- Occupations: Actress, model
- Years active: 1997–present

= Sarah Mutch =

Canadian fashion model and actress

Sarah Mutch is a Canadian fashion model and actress. She is best known for the Guess campaigns, Italian Vogue, Maxim covers and commercials. Mutch has also starred in films including Chillerama, Funkytown and The Seamstress.

==Career==
Sarah began her professional career when she was discovered by Jeff Palffy in Vancouver, British Columbia. She moved to New York City to continue her career after a year into it. She made her acting debut in the television series Smallville (2001-2011). She guest starred in the television series Supernatural released in 2006. Sarah had a role in Jake 2.0.

Sarah has appeared in the multiple shows and has made various appearances in magazines like Vogue, Cosmopolitan, and Elle. She took the lead role in the 2011 Canadian movie, Funkytown which debuted at the Toronto film festival in September 2010.

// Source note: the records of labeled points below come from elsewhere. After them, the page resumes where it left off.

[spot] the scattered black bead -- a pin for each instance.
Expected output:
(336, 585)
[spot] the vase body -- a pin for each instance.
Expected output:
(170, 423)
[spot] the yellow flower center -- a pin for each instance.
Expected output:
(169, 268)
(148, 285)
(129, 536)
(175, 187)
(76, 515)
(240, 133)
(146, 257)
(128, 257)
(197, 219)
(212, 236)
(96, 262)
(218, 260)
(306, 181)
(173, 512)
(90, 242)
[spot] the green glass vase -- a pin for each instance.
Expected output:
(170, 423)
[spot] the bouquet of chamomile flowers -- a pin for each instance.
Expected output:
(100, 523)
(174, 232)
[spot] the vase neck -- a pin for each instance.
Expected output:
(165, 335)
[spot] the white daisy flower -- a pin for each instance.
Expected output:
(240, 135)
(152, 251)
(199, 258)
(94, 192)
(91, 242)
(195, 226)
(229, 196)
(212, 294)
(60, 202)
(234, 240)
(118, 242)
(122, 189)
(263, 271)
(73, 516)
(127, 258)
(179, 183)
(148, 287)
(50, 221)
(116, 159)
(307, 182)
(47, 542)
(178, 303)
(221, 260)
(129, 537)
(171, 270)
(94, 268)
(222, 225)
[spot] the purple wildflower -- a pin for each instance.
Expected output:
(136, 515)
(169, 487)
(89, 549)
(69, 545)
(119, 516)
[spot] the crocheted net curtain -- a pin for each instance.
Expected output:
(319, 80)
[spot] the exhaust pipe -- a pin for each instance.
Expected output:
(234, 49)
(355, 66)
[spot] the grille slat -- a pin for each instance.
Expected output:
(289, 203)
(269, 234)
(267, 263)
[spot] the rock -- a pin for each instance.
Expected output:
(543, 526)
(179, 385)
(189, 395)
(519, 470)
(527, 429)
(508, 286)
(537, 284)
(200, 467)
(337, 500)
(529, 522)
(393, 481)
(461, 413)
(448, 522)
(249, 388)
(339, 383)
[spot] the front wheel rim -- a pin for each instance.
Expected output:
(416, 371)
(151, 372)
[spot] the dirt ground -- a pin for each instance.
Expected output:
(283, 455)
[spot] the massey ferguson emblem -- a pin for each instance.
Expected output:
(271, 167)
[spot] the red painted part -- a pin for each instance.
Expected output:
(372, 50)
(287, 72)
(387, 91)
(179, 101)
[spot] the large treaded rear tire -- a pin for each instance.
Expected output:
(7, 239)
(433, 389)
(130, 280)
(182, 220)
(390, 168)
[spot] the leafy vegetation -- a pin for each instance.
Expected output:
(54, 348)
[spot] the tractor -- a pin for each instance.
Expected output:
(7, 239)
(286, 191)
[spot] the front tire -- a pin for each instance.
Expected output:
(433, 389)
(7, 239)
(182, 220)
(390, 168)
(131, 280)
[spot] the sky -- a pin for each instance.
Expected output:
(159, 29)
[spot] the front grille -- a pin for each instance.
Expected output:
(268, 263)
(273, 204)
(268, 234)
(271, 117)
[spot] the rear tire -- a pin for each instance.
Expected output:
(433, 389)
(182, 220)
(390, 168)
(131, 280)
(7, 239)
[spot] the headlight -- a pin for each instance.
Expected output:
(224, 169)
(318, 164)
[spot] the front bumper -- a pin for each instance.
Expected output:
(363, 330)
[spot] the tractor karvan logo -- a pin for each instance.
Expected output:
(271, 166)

She was featured on the May and June 2010 cover of Ocean Drive.

==Credits==
===Movies===

| Year | Film | Role | Notes |
|---|---|---|---|
| 2011 | Chillerama | Louise | Segment: "Wadzilla" |
| 2011 | Funkytown | Adriana |  |
| 2009 | The Seamstress | Lizzie |  |

===Television===

| Year | Television | Role | Notes |
|---|---|---|---|
| 2009 | Stargate Universe | Adriana | Episode: "Earth" |
| 2006 | Supernatural | Brandi | Episode: "Provenance |
| 2005 | Smallville | Melissa Page | Episode: "Exposed" |
| 2005 | Jake 2.0 | Model #1 | Episode: The Good, the Bad, and the Geeky |
| 2002 | Special Unit 2 | Elanna | Episode: The Wish |

==Personal life==
Sarah married real estate businessman Kurt Rappaport. Kurt is the CEO of the Beverly-Hills based Westside Estate Agency. They became engaged in 2015 and married in 2017. The two divorced in 2019.

==Recognition==
- Ranked 67th on the maxim magazine hot 100 of the 2008 list.
- Maxim's world's sexiest supermodel of 2008.